I invited over friends and stumbled through the Rosh Hashanah blessings leaning heavily on transliterations, but at the end of the night we’d dipped our apples in honey and noshed on Syrian Jewish fair. When our guests left our apartment there were piles of dishes but I felt more connected to and confident in the religion that I chose. Each year since deciding to convert we’ve celebrated holidays in our home surrounded by a diverse array of friends. As a convert to Judaism we sometimes lack the automatic family ties that Jews born into the religion have.
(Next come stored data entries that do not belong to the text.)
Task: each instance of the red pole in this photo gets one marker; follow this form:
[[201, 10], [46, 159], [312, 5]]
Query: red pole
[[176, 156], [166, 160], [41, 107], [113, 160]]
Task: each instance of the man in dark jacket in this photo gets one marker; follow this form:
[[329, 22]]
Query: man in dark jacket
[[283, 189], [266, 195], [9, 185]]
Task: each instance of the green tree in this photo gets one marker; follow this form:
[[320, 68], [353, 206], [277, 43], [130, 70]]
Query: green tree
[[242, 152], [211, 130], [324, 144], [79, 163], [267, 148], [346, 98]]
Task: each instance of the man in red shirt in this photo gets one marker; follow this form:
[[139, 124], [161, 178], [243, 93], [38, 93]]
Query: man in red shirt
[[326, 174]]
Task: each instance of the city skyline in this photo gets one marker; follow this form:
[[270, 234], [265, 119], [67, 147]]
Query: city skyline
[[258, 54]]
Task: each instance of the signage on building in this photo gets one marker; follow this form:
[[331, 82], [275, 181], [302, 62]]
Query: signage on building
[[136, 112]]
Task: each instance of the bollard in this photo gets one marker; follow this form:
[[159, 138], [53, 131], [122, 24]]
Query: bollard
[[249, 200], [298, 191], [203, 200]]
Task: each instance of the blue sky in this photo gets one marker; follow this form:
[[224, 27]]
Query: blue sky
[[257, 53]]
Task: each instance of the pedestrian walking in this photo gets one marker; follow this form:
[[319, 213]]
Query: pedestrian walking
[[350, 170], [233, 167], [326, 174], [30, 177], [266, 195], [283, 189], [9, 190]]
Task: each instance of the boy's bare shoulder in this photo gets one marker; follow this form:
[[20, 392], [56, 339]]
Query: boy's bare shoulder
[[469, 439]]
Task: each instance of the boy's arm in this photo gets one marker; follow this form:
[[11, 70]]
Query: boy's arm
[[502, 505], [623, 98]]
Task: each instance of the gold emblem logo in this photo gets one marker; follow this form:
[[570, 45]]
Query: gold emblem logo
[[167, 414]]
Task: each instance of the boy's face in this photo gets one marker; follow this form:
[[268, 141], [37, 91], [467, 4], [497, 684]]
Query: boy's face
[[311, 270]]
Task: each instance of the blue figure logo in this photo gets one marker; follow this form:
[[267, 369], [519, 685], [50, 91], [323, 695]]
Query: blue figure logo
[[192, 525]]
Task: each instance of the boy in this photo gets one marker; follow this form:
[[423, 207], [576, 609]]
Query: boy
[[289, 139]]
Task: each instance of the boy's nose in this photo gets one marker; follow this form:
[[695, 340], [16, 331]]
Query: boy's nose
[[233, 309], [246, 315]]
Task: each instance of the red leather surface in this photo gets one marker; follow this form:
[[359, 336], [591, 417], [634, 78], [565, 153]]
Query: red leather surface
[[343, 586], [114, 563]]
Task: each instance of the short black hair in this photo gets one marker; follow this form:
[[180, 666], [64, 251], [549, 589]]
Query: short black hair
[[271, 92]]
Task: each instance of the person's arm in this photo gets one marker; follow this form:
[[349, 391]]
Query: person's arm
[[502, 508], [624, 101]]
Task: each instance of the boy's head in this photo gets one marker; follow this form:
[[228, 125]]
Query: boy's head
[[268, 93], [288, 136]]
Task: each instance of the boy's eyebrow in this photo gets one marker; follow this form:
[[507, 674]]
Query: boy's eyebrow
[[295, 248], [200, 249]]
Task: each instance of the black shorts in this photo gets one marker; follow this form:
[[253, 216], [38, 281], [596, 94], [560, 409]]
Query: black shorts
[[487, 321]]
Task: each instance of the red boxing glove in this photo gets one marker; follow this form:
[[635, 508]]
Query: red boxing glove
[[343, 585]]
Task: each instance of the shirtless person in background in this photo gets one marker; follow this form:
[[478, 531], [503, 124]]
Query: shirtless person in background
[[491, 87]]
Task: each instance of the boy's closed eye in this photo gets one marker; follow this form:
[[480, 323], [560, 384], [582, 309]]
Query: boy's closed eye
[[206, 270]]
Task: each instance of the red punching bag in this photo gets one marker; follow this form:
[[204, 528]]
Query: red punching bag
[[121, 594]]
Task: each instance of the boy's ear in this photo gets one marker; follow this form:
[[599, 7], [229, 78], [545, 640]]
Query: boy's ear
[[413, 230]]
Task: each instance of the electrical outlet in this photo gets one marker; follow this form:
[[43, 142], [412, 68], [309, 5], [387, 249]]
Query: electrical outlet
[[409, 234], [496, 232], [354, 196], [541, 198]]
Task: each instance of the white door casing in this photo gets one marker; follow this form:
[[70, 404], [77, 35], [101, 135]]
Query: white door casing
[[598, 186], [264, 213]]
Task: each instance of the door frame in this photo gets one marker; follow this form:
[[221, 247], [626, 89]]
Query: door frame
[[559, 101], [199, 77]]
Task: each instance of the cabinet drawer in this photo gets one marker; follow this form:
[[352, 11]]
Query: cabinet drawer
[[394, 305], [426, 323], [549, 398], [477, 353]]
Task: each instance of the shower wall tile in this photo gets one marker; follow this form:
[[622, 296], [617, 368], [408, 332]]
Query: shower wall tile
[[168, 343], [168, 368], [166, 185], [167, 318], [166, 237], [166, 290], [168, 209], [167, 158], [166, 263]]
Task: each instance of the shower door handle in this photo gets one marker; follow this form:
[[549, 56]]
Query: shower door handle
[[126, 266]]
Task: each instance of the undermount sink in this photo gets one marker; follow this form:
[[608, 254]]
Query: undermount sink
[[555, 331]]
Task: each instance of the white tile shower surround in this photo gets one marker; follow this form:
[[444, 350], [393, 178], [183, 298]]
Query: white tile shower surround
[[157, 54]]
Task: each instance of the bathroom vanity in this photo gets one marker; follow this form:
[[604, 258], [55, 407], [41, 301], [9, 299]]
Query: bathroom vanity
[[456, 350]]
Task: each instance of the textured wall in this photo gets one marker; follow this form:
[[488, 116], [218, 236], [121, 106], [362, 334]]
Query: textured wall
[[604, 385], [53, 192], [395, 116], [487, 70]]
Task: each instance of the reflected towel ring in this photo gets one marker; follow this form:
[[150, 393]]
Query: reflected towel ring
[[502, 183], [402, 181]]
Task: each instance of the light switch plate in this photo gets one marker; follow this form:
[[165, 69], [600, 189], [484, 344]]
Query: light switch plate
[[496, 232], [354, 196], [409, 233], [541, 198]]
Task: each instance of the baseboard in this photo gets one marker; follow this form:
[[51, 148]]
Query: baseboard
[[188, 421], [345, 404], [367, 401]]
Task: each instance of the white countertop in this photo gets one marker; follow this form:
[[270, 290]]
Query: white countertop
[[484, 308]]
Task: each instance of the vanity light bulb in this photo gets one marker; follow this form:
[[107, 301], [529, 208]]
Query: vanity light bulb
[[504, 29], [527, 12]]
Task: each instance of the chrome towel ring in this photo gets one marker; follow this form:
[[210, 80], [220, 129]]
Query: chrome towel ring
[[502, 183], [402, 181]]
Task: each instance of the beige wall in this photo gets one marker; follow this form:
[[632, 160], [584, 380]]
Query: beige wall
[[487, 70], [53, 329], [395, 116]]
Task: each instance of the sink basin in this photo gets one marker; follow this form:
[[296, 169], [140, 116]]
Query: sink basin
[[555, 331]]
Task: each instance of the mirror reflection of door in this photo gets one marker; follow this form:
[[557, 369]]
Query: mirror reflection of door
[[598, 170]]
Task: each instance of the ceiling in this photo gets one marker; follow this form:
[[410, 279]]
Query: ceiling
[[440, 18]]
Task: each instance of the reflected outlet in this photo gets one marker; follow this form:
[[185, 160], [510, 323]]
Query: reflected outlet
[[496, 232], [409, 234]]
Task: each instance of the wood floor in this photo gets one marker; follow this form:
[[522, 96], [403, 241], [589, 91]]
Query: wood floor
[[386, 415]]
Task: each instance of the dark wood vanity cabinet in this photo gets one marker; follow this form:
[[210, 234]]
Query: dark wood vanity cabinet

As Rosh Hashanah and Yom Kippur fast approach I’m keenly aware of the fact that a lot of the Jews who have come to our religion by choice will spend their Rosh Hashanah meals alone and will break Yom Kippur fast without the company of other Jews. Through my blog, I receive emails each month from potential converts to Judaism who are turned off by the lack of welcome in their community and a sense of loneliness. Synagogues often offer community meals, but they are nothing in comparison to the warm feeling of being in someone’s home.

I’m not saying that you have to invite every random Jew sitting alone in a pew. I’m also not saying that it’s appropriate to “out” converts in order to ascertain if they have a place to eat. What I am saying is that we think more fully about the ways that we see other Jews and how we live this idea of “big tent Judaism” and “welcoming the stranger” — phrases we often throw around but sometimes find hard to practice.

Three years after my first Rosh Hashanah and two years after conversion, I’m happy to have received two invitations for Rosh Hashanah dinner — one from a Sephardi couple and another from an Ashkenazi friend. I’ll be attending services at my amazing shul where not everyone knows my name, but when I’m there it feels like they’re glad I came.